As the episode progresses, the audience gets further insight into the events taking place within Hawkins Lab. The viewers learn that a girl, who not much is known about so far has escaped from the lab, and this girl is being hunted by the scientists who work within the lab. The girl encounters the audience throughout the episode and we learn that she has supernatural powers through the ability to move things with the force of her mind. As the matter of Will’s disappearance becomes more serious and the pilot reaches its end, the girl struggles to hide from the people in the laboratory who are chasing her. The pilot is concluded by Joyce receiving an unclear phone call from Will, where a monstrous sound of some sort of demon can be heard in the background, who ends up ending the call, and by Will’s three friends, Mike, Lucas and Dusten who have started their own investigation to find Will find the girl hiding in the forest in the middle of the night. These two events, bring an end to the pilot and makes the audience question; who is the girl from the laboratory? Do her superpowers have a relationship with the paranormality of Will’s abduction? And if they do – can she help Mike, Dustan and Lucas find Will? And last but not least – who on earth was the monster on the other end of Joyce’s phone call?

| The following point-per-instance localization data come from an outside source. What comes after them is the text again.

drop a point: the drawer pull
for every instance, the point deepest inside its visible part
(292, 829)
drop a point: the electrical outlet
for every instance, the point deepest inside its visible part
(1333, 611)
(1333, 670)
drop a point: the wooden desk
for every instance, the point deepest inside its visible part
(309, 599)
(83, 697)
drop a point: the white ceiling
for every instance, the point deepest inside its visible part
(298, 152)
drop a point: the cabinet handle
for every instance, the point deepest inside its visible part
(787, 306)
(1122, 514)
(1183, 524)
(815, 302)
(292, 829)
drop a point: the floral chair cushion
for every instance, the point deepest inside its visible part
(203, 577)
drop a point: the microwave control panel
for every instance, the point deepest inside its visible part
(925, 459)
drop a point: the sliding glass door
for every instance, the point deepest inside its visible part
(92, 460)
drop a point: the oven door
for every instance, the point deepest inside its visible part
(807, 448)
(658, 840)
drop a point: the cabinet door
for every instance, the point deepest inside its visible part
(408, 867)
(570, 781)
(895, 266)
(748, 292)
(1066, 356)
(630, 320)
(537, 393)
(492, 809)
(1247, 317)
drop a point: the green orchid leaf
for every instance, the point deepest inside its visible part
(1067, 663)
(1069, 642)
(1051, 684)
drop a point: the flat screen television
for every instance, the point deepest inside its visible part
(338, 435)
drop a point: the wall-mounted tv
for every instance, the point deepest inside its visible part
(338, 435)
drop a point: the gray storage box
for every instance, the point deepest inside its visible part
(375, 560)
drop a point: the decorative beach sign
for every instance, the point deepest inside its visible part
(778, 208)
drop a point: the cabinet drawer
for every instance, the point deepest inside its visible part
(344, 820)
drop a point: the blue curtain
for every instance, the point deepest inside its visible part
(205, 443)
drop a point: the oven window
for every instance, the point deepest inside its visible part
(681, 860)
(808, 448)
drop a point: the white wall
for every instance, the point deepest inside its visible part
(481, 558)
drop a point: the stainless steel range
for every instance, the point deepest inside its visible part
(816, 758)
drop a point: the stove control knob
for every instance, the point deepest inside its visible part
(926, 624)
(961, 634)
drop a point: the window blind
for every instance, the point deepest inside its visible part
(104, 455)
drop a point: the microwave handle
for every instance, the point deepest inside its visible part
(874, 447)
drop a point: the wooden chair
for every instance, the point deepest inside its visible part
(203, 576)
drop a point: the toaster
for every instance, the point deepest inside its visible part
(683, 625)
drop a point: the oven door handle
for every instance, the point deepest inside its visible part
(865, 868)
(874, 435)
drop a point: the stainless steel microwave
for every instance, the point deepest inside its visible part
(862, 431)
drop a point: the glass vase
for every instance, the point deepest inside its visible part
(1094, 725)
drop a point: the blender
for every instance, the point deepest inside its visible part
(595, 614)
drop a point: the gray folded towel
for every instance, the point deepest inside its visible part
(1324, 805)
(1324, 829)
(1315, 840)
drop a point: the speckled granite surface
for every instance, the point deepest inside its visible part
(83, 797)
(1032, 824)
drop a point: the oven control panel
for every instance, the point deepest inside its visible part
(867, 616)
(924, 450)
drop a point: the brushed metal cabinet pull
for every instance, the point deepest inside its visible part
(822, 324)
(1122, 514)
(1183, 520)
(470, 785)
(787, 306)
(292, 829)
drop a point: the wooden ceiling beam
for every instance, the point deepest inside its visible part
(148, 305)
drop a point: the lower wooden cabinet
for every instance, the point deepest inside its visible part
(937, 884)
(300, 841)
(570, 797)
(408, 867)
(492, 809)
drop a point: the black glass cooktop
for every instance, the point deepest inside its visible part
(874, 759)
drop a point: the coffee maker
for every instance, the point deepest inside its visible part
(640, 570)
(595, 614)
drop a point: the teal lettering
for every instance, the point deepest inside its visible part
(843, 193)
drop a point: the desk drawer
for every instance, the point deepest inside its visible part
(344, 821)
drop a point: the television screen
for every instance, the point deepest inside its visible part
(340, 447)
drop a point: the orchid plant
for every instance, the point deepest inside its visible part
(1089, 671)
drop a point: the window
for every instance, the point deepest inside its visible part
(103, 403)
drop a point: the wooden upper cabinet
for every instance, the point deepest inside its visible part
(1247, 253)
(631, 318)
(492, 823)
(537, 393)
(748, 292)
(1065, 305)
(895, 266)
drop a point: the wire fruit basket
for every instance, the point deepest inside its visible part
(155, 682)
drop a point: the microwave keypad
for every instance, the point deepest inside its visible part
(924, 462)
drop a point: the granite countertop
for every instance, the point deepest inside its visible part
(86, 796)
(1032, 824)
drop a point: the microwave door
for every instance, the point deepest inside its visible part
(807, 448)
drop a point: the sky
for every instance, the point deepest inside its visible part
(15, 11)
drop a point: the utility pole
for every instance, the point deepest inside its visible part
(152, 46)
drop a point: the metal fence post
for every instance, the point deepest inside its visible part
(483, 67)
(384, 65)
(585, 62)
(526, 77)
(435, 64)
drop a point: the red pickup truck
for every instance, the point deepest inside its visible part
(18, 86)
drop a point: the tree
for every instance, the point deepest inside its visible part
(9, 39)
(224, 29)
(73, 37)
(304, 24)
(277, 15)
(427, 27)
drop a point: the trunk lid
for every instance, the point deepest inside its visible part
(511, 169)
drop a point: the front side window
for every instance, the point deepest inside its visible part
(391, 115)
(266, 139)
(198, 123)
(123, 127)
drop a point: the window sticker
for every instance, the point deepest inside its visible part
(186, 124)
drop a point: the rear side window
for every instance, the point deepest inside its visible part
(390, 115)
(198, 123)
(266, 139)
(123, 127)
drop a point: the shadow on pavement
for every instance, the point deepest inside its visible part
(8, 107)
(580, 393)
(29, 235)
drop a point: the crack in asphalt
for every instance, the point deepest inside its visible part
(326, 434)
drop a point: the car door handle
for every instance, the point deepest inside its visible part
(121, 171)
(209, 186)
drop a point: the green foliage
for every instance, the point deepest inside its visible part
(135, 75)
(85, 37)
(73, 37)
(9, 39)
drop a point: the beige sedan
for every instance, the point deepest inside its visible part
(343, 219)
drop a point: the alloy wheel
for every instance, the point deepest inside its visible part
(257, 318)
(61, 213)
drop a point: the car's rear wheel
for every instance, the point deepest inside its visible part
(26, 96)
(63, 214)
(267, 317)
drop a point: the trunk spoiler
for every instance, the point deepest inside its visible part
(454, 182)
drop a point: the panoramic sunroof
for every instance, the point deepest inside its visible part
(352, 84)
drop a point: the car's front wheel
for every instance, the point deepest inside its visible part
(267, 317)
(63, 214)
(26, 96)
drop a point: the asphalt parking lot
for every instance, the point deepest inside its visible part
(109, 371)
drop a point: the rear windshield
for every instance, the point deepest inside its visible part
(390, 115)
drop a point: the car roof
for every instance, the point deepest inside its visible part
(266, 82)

Aside from how impressed I am with the Duffer Brothers’ ability to captivate the attention of millions of people including me with their extremely well thought-through and detailed pilot using techniques in such high quantities that I can not include them all in this response, another aspect of the pilot of Stranger Things, “The Vanishing of Will Byers” is the extremely well-thought-through, detailed and imaginative setting of the show – teleporting you to the early ‘80s. The creators of the show have thrown in hundreds of minor details throughout the episode, such as clothing and architecture, colours, cars, music accurate to the era, all adult characters having a cigarette between their lips at all times, along with other staples from the ‘80s such as comics and walkie-talkies, used to emphasise the setting, making me truly feel that I have been sucked into another decade.
Overall, my first impression of the television programme Stranger Things created by the Duffer brothers was the pilot of the show “The Vanishing of Will Byers” – an episode that fully gripped my attention and interest due to the detailed setting and the perfect amount of insight into the developing plot, leaving me also investigating what happened to Will through the clues that the creators of the show provide, and without any doubt forcing me to watch the next episode, resulting in me binge-watching the entire show in one night.